Tell us about your decision to write this book together.

Brendan Kiely: When Michael Brown was shot, we wanted to do something about it. We decided we should write a book: a black man [Reynolds] and a white man [Kiely] writing two separate narratives that we would weave together.

Did you each write a section? Were you allowed to change each other’s words/sentences?

BK: It was a project in which we placed blind trust in each other. Jason would write Rashad’s perspective, and I would write Quinn’s. Each section would emerge from the authenticity of the author’s cultural experience. The book’s structure would echo Martin Luther King’s famous line about two Americas living side by side.

Jason Reynolds: There were a few moments where motifs in our separate sections—metaphors and subcontexts we hadn’t discussed—played out perfectly on the page, surprising us both. The most obvious was this play on invisibility. Brendan had no idea that I was writing about the artwork of Aaron Douglas [the Harlem Renaissance painter whose work depicted historical and current issues in ways that illuminated the African-American experience], and I didn’t know he was going to have Quinn’s class explore [African-American author] Ralph Ellison’s Invisible Man. It was a true eureka moment, making it clear that this process was just as much intuitive as it was technical.

all-american-boys-9781481463331_hrEach boy feels very real and whole to me. Because of this, it took me a while to realize you had flipped some racial stereotypes.

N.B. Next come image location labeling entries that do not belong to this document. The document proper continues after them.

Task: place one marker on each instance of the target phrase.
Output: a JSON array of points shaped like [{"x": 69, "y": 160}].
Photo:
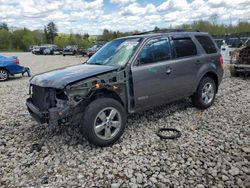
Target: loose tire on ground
[
  {"x": 205, "y": 94},
  {"x": 4, "y": 75},
  {"x": 97, "y": 121}
]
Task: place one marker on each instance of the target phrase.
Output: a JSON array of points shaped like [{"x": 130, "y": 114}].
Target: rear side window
[
  {"x": 184, "y": 47},
  {"x": 156, "y": 50},
  {"x": 207, "y": 44}
]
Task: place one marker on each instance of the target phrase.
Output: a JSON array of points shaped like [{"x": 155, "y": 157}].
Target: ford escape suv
[{"x": 125, "y": 76}]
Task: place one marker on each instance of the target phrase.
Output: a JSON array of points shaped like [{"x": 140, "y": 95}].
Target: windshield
[{"x": 116, "y": 52}]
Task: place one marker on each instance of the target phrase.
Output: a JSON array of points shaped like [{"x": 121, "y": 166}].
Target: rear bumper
[
  {"x": 241, "y": 68},
  {"x": 52, "y": 116}
]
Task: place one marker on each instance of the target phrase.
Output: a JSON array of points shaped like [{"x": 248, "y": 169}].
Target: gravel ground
[{"x": 213, "y": 151}]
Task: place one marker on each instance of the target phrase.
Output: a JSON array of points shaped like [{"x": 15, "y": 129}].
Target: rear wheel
[
  {"x": 103, "y": 122},
  {"x": 4, "y": 75},
  {"x": 205, "y": 93}
]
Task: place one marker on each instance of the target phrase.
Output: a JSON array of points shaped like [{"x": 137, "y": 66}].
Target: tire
[
  {"x": 205, "y": 94},
  {"x": 96, "y": 126},
  {"x": 4, "y": 75}
]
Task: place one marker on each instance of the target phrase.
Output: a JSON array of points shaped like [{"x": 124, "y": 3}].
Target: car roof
[{"x": 149, "y": 35}]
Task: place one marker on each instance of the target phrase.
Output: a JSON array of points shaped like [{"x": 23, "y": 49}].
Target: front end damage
[{"x": 65, "y": 106}]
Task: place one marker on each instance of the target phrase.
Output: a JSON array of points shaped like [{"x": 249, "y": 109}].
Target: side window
[
  {"x": 155, "y": 50},
  {"x": 207, "y": 44},
  {"x": 184, "y": 47}
]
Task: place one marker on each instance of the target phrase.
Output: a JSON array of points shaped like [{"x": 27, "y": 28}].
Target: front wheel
[
  {"x": 205, "y": 93},
  {"x": 103, "y": 122},
  {"x": 4, "y": 75}
]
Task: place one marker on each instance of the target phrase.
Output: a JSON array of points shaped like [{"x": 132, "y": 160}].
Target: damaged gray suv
[{"x": 125, "y": 76}]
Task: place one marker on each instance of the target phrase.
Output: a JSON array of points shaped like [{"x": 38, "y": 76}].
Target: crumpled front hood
[{"x": 62, "y": 77}]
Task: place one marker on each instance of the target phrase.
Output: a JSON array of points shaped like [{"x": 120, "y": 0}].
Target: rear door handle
[{"x": 168, "y": 70}]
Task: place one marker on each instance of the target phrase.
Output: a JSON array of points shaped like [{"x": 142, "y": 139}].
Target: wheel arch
[{"x": 212, "y": 75}]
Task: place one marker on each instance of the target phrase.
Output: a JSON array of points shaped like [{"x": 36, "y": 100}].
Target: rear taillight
[
  {"x": 221, "y": 61},
  {"x": 16, "y": 61}
]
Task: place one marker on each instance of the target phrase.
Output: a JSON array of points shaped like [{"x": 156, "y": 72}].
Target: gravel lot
[{"x": 213, "y": 151}]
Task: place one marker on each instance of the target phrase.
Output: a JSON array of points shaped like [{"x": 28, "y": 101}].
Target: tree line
[{"x": 21, "y": 39}]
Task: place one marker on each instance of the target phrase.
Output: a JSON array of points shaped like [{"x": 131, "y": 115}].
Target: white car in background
[{"x": 229, "y": 45}]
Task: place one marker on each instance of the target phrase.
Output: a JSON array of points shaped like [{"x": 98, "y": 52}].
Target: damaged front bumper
[{"x": 52, "y": 116}]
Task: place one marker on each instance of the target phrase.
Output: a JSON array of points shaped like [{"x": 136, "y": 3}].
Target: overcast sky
[{"x": 81, "y": 16}]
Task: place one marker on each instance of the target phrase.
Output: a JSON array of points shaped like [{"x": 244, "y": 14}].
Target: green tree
[
  {"x": 50, "y": 32},
  {"x": 4, "y": 26}
]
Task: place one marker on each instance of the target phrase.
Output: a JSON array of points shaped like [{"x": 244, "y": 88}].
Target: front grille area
[{"x": 43, "y": 98}]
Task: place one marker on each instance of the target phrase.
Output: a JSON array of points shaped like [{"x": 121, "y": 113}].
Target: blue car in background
[{"x": 9, "y": 66}]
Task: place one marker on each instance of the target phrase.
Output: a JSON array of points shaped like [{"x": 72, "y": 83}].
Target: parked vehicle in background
[
  {"x": 39, "y": 50},
  {"x": 229, "y": 44},
  {"x": 30, "y": 48},
  {"x": 9, "y": 66},
  {"x": 70, "y": 50},
  {"x": 219, "y": 42},
  {"x": 52, "y": 51},
  {"x": 240, "y": 60},
  {"x": 125, "y": 76},
  {"x": 91, "y": 51}
]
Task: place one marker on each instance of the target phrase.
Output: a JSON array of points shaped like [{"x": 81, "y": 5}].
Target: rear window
[
  {"x": 207, "y": 44},
  {"x": 184, "y": 47}
]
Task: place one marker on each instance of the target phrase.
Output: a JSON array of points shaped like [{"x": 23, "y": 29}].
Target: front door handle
[
  {"x": 198, "y": 62},
  {"x": 168, "y": 70}
]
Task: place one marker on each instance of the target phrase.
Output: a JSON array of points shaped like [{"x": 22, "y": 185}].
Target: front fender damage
[{"x": 76, "y": 96}]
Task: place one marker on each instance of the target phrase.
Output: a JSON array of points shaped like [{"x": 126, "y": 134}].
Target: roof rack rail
[{"x": 167, "y": 31}]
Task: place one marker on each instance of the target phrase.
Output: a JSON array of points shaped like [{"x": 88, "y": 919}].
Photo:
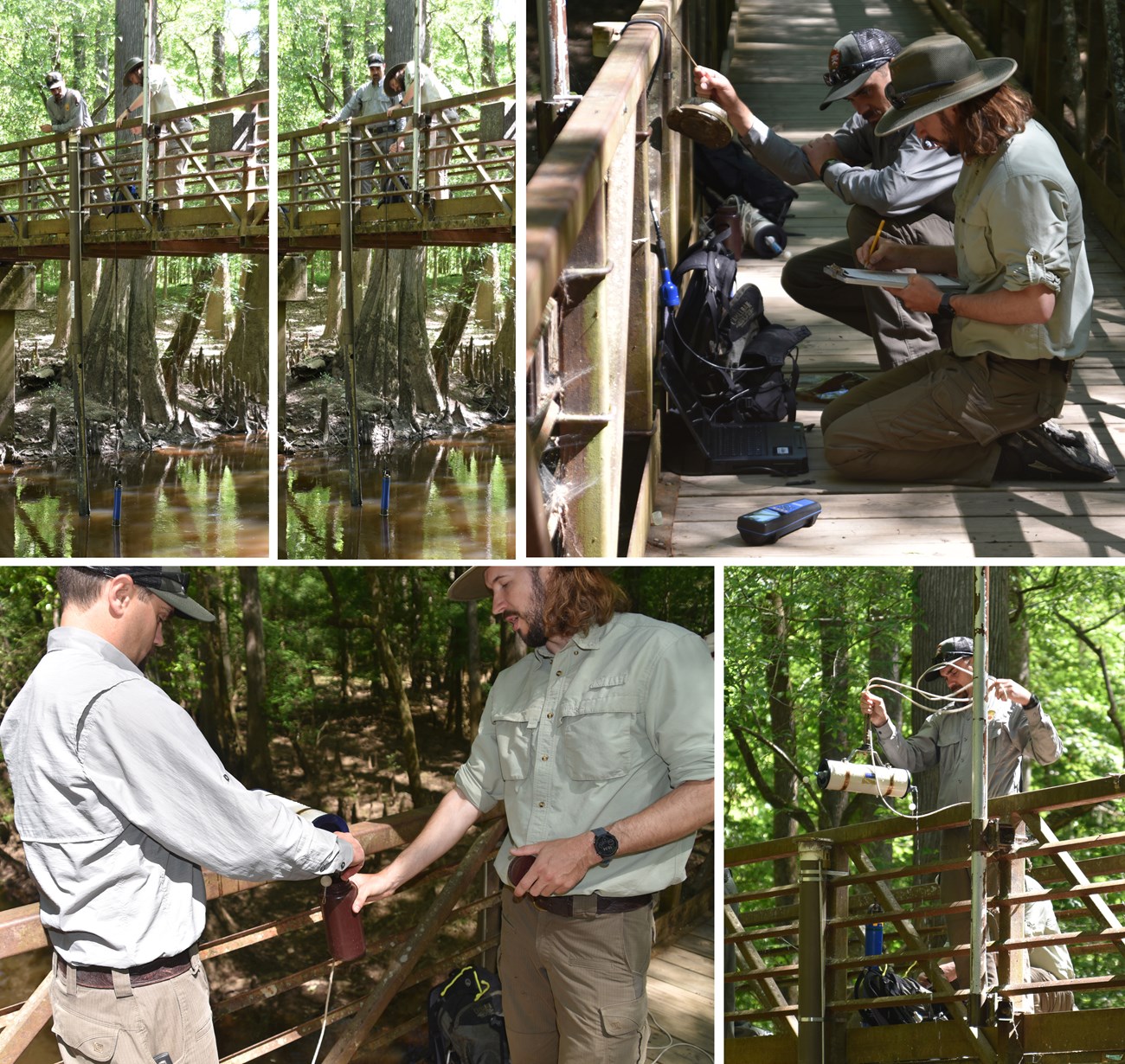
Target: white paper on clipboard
[{"x": 889, "y": 278}]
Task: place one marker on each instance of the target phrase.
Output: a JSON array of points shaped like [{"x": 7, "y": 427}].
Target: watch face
[{"x": 606, "y": 846}]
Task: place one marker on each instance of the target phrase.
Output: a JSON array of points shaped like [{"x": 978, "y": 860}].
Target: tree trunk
[
  {"x": 259, "y": 768},
  {"x": 446, "y": 345},
  {"x": 248, "y": 352},
  {"x": 217, "y": 307}
]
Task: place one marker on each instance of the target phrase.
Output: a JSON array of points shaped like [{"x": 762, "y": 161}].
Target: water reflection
[
  {"x": 176, "y": 502},
  {"x": 449, "y": 498}
]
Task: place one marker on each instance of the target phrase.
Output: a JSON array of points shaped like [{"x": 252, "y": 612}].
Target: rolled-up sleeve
[
  {"x": 1030, "y": 233},
  {"x": 679, "y": 708}
]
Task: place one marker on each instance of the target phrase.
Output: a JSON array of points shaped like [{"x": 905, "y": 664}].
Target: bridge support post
[
  {"x": 17, "y": 292},
  {"x": 348, "y": 323},
  {"x": 810, "y": 980},
  {"x": 78, "y": 344},
  {"x": 292, "y": 287}
]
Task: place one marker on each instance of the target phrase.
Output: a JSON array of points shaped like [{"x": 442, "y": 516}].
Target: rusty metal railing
[
  {"x": 592, "y": 285},
  {"x": 800, "y": 945},
  {"x": 464, "y": 190},
  {"x": 207, "y": 186},
  {"x": 1070, "y": 55},
  {"x": 468, "y": 895}
]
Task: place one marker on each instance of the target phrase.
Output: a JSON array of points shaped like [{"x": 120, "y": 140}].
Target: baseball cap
[
  {"x": 853, "y": 60},
  {"x": 167, "y": 583},
  {"x": 469, "y": 586},
  {"x": 952, "y": 649}
]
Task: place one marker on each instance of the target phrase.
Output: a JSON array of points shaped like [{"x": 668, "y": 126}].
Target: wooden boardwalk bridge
[{"x": 601, "y": 494}]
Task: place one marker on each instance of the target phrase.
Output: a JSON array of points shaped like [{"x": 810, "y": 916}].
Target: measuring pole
[
  {"x": 150, "y": 18},
  {"x": 348, "y": 325},
  {"x": 979, "y": 804},
  {"x": 416, "y": 151},
  {"x": 74, "y": 160}
]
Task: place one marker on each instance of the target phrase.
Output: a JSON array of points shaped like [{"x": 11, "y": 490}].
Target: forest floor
[
  {"x": 472, "y": 407},
  {"x": 199, "y": 418}
]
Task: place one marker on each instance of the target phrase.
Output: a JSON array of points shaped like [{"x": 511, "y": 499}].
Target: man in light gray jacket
[
  {"x": 892, "y": 180},
  {"x": 1017, "y": 727}
]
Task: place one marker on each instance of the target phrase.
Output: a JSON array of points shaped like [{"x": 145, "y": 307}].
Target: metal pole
[
  {"x": 74, "y": 160},
  {"x": 416, "y": 149},
  {"x": 810, "y": 977},
  {"x": 979, "y": 797},
  {"x": 348, "y": 325}
]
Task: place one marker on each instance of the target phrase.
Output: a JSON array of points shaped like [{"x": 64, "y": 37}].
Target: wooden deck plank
[
  {"x": 775, "y": 63},
  {"x": 681, "y": 997}
]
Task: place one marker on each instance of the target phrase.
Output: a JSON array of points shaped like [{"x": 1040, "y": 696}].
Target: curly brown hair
[
  {"x": 986, "y": 122},
  {"x": 576, "y": 598}
]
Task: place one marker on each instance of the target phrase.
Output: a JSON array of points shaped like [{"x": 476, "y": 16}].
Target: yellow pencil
[{"x": 878, "y": 233}]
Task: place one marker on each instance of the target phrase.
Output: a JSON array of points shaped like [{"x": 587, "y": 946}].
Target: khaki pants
[
  {"x": 131, "y": 1025},
  {"x": 900, "y": 336},
  {"x": 574, "y": 988},
  {"x": 940, "y": 419}
]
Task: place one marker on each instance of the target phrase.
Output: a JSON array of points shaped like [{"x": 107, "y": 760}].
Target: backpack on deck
[
  {"x": 726, "y": 347},
  {"x": 467, "y": 1019},
  {"x": 882, "y": 982}
]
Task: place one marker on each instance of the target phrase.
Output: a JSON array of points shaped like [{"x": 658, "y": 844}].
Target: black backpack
[
  {"x": 882, "y": 982},
  {"x": 730, "y": 353},
  {"x": 467, "y": 1019}
]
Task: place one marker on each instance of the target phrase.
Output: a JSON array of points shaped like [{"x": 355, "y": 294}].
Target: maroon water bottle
[{"x": 344, "y": 928}]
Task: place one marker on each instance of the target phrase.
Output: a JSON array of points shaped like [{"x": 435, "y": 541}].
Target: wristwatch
[{"x": 606, "y": 845}]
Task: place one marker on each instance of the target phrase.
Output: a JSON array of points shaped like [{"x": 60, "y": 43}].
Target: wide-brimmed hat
[
  {"x": 469, "y": 586},
  {"x": 130, "y": 67},
  {"x": 167, "y": 583},
  {"x": 934, "y": 74},
  {"x": 854, "y": 59}
]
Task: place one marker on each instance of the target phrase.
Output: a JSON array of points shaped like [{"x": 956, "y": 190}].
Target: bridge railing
[
  {"x": 592, "y": 284},
  {"x": 210, "y": 175},
  {"x": 799, "y": 946},
  {"x": 1070, "y": 61},
  {"x": 466, "y": 167}
]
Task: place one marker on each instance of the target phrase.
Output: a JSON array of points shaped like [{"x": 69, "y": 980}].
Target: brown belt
[
  {"x": 153, "y": 972},
  {"x": 563, "y": 907}
]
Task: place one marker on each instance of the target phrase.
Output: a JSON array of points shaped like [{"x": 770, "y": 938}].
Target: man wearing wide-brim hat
[
  {"x": 890, "y": 181},
  {"x": 982, "y": 409}
]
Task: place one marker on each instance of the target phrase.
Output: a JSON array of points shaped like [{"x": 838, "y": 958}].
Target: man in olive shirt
[
  {"x": 1017, "y": 729},
  {"x": 982, "y": 409},
  {"x": 606, "y": 729}
]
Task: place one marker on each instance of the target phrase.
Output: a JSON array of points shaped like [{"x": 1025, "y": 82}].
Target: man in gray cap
[
  {"x": 1017, "y": 729},
  {"x": 164, "y": 97},
  {"x": 119, "y": 804},
  {"x": 68, "y": 112},
  {"x": 895, "y": 181},
  {"x": 370, "y": 99},
  {"x": 601, "y": 745},
  {"x": 982, "y": 409}
]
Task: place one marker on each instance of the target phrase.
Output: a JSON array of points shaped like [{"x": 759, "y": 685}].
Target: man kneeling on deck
[
  {"x": 600, "y": 742},
  {"x": 982, "y": 409},
  {"x": 890, "y": 181}
]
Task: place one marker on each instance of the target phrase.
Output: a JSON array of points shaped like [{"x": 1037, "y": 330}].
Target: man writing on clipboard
[{"x": 983, "y": 409}]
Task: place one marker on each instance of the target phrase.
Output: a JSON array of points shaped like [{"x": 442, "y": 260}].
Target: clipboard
[{"x": 890, "y": 278}]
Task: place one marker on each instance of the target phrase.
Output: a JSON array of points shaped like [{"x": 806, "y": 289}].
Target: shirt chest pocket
[
  {"x": 516, "y": 731},
  {"x": 601, "y": 739}
]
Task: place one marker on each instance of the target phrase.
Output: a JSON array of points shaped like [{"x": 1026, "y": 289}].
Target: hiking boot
[
  {"x": 704, "y": 122},
  {"x": 1051, "y": 452}
]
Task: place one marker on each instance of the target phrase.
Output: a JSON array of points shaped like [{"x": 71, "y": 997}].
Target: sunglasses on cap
[
  {"x": 152, "y": 577},
  {"x": 899, "y": 100},
  {"x": 843, "y": 74}
]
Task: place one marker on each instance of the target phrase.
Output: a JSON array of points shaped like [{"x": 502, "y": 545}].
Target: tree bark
[
  {"x": 248, "y": 352},
  {"x": 259, "y": 768}
]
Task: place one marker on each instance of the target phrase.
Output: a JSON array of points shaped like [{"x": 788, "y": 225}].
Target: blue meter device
[{"x": 771, "y": 523}]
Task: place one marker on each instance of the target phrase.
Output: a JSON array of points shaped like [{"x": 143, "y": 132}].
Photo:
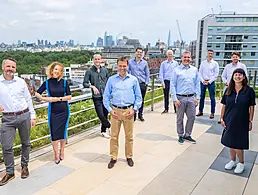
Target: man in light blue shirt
[
  {"x": 185, "y": 90},
  {"x": 139, "y": 68},
  {"x": 122, "y": 98},
  {"x": 165, "y": 72},
  {"x": 209, "y": 72}
]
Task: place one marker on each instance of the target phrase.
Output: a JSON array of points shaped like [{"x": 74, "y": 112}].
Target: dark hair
[
  {"x": 122, "y": 59},
  {"x": 231, "y": 86},
  {"x": 139, "y": 48},
  {"x": 235, "y": 53}
]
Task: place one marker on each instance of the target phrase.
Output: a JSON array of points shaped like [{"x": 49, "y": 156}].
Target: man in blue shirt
[
  {"x": 139, "y": 68},
  {"x": 185, "y": 90},
  {"x": 165, "y": 72},
  {"x": 122, "y": 98}
]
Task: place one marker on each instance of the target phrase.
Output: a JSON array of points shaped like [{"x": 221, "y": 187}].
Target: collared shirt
[
  {"x": 209, "y": 71},
  {"x": 122, "y": 92},
  {"x": 229, "y": 69},
  {"x": 98, "y": 79},
  {"x": 15, "y": 96},
  {"x": 140, "y": 70},
  {"x": 185, "y": 81},
  {"x": 166, "y": 70}
]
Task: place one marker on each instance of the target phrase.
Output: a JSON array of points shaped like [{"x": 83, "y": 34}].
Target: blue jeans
[{"x": 211, "y": 88}]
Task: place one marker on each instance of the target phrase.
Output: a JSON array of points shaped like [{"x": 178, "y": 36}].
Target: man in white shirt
[
  {"x": 229, "y": 68},
  {"x": 165, "y": 72},
  {"x": 17, "y": 112},
  {"x": 209, "y": 71}
]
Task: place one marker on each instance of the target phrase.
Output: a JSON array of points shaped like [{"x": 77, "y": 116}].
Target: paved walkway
[{"x": 162, "y": 166}]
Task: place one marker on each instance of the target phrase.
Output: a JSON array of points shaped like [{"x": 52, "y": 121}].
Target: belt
[
  {"x": 122, "y": 107},
  {"x": 188, "y": 95},
  {"x": 15, "y": 113}
]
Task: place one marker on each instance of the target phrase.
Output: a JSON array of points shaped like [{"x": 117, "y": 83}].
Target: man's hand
[
  {"x": 205, "y": 82},
  {"x": 130, "y": 114},
  {"x": 114, "y": 114},
  {"x": 33, "y": 123},
  {"x": 177, "y": 103},
  {"x": 95, "y": 90},
  {"x": 196, "y": 102},
  {"x": 223, "y": 124},
  {"x": 250, "y": 126}
]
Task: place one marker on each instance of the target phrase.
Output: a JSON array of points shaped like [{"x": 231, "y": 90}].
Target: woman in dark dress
[
  {"x": 236, "y": 118},
  {"x": 58, "y": 110}
]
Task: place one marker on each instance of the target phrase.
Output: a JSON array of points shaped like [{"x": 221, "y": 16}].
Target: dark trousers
[
  {"x": 101, "y": 112},
  {"x": 7, "y": 135},
  {"x": 143, "y": 88},
  {"x": 166, "y": 95},
  {"x": 211, "y": 88}
]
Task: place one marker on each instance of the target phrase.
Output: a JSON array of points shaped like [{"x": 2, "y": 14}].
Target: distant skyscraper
[
  {"x": 99, "y": 42},
  {"x": 109, "y": 40},
  {"x": 169, "y": 38},
  {"x": 105, "y": 39}
]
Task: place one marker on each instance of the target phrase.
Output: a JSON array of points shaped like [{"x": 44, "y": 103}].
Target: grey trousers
[
  {"x": 7, "y": 135},
  {"x": 187, "y": 107}
]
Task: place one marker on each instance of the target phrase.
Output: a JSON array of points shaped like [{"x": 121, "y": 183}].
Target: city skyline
[{"x": 63, "y": 20}]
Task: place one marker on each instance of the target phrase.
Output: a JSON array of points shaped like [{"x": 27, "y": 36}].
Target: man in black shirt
[{"x": 96, "y": 78}]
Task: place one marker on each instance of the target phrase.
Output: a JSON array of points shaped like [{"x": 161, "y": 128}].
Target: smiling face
[
  {"x": 9, "y": 68},
  {"x": 238, "y": 77},
  {"x": 57, "y": 72}
]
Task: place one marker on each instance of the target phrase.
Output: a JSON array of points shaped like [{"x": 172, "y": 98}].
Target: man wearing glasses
[
  {"x": 185, "y": 90},
  {"x": 17, "y": 112},
  {"x": 139, "y": 68}
]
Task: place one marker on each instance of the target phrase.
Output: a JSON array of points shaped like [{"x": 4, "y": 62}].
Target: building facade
[{"x": 225, "y": 33}]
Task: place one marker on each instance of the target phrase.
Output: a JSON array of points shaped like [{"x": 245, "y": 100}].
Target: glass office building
[{"x": 225, "y": 33}]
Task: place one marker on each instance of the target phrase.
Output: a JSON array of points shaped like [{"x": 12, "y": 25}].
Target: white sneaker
[
  {"x": 230, "y": 165},
  {"x": 104, "y": 134},
  {"x": 240, "y": 168}
]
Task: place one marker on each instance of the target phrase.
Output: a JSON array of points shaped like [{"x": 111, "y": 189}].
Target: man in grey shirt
[{"x": 96, "y": 78}]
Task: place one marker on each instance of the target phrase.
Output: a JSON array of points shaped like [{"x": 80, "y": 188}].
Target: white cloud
[{"x": 85, "y": 20}]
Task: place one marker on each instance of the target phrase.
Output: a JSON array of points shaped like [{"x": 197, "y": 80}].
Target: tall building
[
  {"x": 99, "y": 42},
  {"x": 225, "y": 33},
  {"x": 105, "y": 39},
  {"x": 169, "y": 39}
]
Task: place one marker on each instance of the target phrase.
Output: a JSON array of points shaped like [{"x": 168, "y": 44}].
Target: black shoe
[
  {"x": 180, "y": 140},
  {"x": 8, "y": 177},
  {"x": 111, "y": 163},
  {"x": 164, "y": 112},
  {"x": 141, "y": 119},
  {"x": 130, "y": 162},
  {"x": 199, "y": 114},
  {"x": 189, "y": 139}
]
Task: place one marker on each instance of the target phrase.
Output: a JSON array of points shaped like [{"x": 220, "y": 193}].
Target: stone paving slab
[{"x": 38, "y": 179}]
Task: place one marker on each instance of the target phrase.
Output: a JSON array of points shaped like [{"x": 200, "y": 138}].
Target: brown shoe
[
  {"x": 130, "y": 162},
  {"x": 199, "y": 114},
  {"x": 212, "y": 116},
  {"x": 112, "y": 163},
  {"x": 8, "y": 177},
  {"x": 25, "y": 172}
]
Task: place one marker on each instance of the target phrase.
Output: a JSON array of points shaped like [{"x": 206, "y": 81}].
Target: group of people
[
  {"x": 122, "y": 95},
  {"x": 188, "y": 86}
]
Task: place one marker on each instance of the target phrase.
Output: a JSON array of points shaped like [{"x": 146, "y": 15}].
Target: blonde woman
[{"x": 58, "y": 110}]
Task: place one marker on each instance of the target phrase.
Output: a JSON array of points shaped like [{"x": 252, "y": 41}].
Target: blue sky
[{"x": 85, "y": 20}]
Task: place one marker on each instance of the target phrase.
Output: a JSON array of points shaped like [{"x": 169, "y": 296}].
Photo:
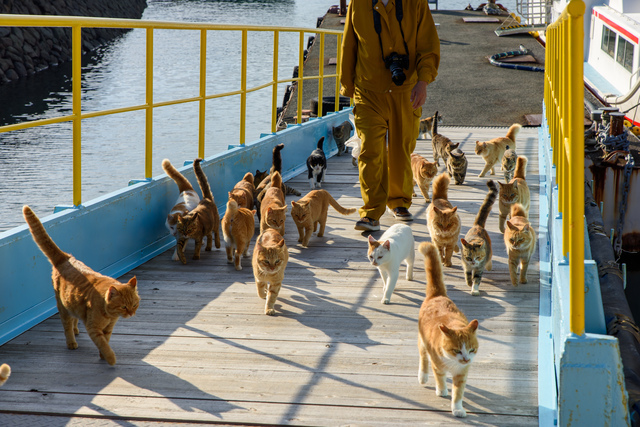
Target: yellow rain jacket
[
  {"x": 362, "y": 62},
  {"x": 385, "y": 120}
]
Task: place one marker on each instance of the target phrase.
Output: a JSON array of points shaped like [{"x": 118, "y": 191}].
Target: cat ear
[
  {"x": 133, "y": 282},
  {"x": 111, "y": 293}
]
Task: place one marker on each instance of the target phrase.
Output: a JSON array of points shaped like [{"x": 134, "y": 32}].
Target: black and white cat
[{"x": 317, "y": 165}]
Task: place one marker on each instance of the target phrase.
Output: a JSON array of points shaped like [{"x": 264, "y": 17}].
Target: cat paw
[
  {"x": 442, "y": 393},
  {"x": 423, "y": 377},
  {"x": 460, "y": 413}
]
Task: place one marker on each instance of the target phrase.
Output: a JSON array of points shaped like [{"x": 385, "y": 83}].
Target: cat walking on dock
[
  {"x": 201, "y": 222},
  {"x": 395, "y": 246},
  {"x": 446, "y": 339},
  {"x": 83, "y": 294},
  {"x": 317, "y": 166},
  {"x": 476, "y": 244},
  {"x": 187, "y": 201},
  {"x": 493, "y": 150},
  {"x": 311, "y": 211}
]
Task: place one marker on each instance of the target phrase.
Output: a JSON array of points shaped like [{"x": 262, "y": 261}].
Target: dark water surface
[{"x": 36, "y": 164}]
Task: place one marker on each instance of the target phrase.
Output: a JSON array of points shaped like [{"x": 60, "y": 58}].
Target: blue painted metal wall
[
  {"x": 117, "y": 232},
  {"x": 580, "y": 378}
]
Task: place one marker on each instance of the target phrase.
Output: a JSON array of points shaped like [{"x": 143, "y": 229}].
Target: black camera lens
[{"x": 395, "y": 63}]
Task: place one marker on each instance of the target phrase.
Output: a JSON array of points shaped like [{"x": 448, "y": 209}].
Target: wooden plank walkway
[{"x": 200, "y": 348}]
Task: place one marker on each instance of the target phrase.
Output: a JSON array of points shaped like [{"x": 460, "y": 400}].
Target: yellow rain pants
[{"x": 375, "y": 113}]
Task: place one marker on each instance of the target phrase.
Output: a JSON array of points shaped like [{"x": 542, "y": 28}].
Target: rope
[{"x": 523, "y": 51}]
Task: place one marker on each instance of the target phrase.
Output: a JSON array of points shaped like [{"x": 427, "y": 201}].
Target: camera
[{"x": 395, "y": 63}]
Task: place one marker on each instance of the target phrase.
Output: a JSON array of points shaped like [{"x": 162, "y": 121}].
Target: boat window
[
  {"x": 608, "y": 41},
  {"x": 625, "y": 54}
]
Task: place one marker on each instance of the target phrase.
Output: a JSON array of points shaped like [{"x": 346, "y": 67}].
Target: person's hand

JR: I’m not even sure if it’s flipping as much as it’s a rounding and humanization of a black boy. My older brother was an artist and was terrible at basketball. This isn’t a stroke of genius, just an actual depiction and a turning away from easy, one-dimensional, hackneyed caricature.

BK: I wanted Quinn to be the kind of guy who was used to getting away with corner store crimes like stealing alcohol and a guy with a family history in which violence has been glorified. We wanted both Rashad and Quinn to have to ask themselves who they are as individuals and who they want to become despite the family, social, stereotypical and cultural pressures telling them who they “should” be.

Rashad’s arrest and everything that followed was frustrating to experience as a reader. I think powerlessness is one of the worst feelings a human can have. 

BK: I agree that powerlessness is an awful feeling. One’s whiteness is a social power in America. To deny that is dangerous. Quinn’s struggle with powerlessness is the struggle to accept the power he does have and what to do with it.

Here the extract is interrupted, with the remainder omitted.